Liz is in an office in the prison. The Prison Wardress gives her food, but Liz is too exhausted and overwhelmed to eat. Liz asks where she is, and the wardress tells her she is in a prison for enemies of the state. The wardress says that to create a Communist society, they must do away with individualism. This is a prison for counter-revolutionary intellectuals.
While Liz’s experience in the courtroom was bleak, it was also incomprehensible. In her conversation with the Wardress, Liz sees the depths of cruelty that being an “ideologically pure” Communist can drive people to.
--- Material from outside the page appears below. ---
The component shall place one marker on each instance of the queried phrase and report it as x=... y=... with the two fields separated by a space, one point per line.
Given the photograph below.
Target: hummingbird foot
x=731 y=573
Liz asks who will be shot next, and the Prison Wardress says that Leamas and the Jew Fiedler will be executed. She says Leamas will be shot because he killed a guard, and Fiedler because he accused a loyal comrade. She continues, saying that Mundt knows what to do with Jews. Then she eats the food that Liz could not eat. Liz cannot stop thinking about Leamas averting his eyes from her. She feels she failed him, but does not know how she could have acted differently. She also feels guilty that she seems to have caused Fiedler’s death, although she feels comforted to know that Leamas and Fiedler are on the same side. Liz asks the wardress why they are waiting, and the wardress answers that it is to see whether she must stay. The phone rings, and the wardress tells Liz that Mundt has ordered that she stay in the prison. The Wardress takes Liz to a prison cell.
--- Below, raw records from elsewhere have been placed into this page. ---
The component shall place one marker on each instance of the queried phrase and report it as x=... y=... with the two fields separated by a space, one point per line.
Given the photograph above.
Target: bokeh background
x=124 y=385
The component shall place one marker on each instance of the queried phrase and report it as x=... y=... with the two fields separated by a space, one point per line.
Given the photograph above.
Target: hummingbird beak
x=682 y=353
Liz struggles to accept how little control she has had over her role in the events of the Tribunal. She still does not understand what the Tribunal was about, but she is wracked by feelings of guilt. She was too ignorant of the situation to act differently in a way that would have been loyal to Leamas, but she still feels that the effect of her actions was a betrayal both of Leamas and of a fellow Jew, Fiedler. She also sees that, although the Wardress sees herself as devoted to the Communist ideology, she is perfectly willing to express anti-Semitic views. Liz is learning that the society she believed to be ideal is far from it.
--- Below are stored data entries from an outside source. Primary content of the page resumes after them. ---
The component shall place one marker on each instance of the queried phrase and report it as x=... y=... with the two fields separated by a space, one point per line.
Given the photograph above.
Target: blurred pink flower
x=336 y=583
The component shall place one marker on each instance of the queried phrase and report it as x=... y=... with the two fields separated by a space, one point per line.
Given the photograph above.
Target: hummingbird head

In the middle of the night, footsteps approach Liz’s cell. Mundt is in the corridor, and he tells Liz to come with him. Liz is terrified, and he takes her arm and roughly escorts her out of the prison. It seems to Liz as if he is trying to move through the prison undetected. They exit into a garden and she sees Leamas standing by a car. Mundt talks to Leamas, then leads Liz to him. “She’s trash, like Fiedler,” are Mundt’s last words to them before he walks away.
Liz fears she is about to be killed or tortured by the anti-Semitic Mundt, but he is actually delivering her to Leamas and (at least temporary) safety. Because he is an agent of the Circus, he is under orders to oversee Leamas’s escape, and Leamas is obviously too loyal to Liz to leave without her.
Leamas tells Liz to get into the car, and starts driving. Liz asks why Mundt is letting them go, since they are enemies. Leamas says they need to reach Berlin in five hours. Liz asks what will happen to Fiedler, and Leamas says he will be shot. Liz continues asking questions, and finally Leamas bursts out with an explanation. He tells her that Mundt is a British agent, and that Leamas had been sent on this operation to remove the one person who was beginning to suspect the truth: Fiedler.
Leamas’s gruffness conceals his humiliation and heartbreak at having been deceived by the Circus and used to take down Fiedler, a man who had pledged to look after him. Adding to this humiliation, Leamas earnestly despises Mundt for murdering all his agents and he is ashamed to admit to Liz that he has been unwittingly working to save Mundt and kill Fiedler all along.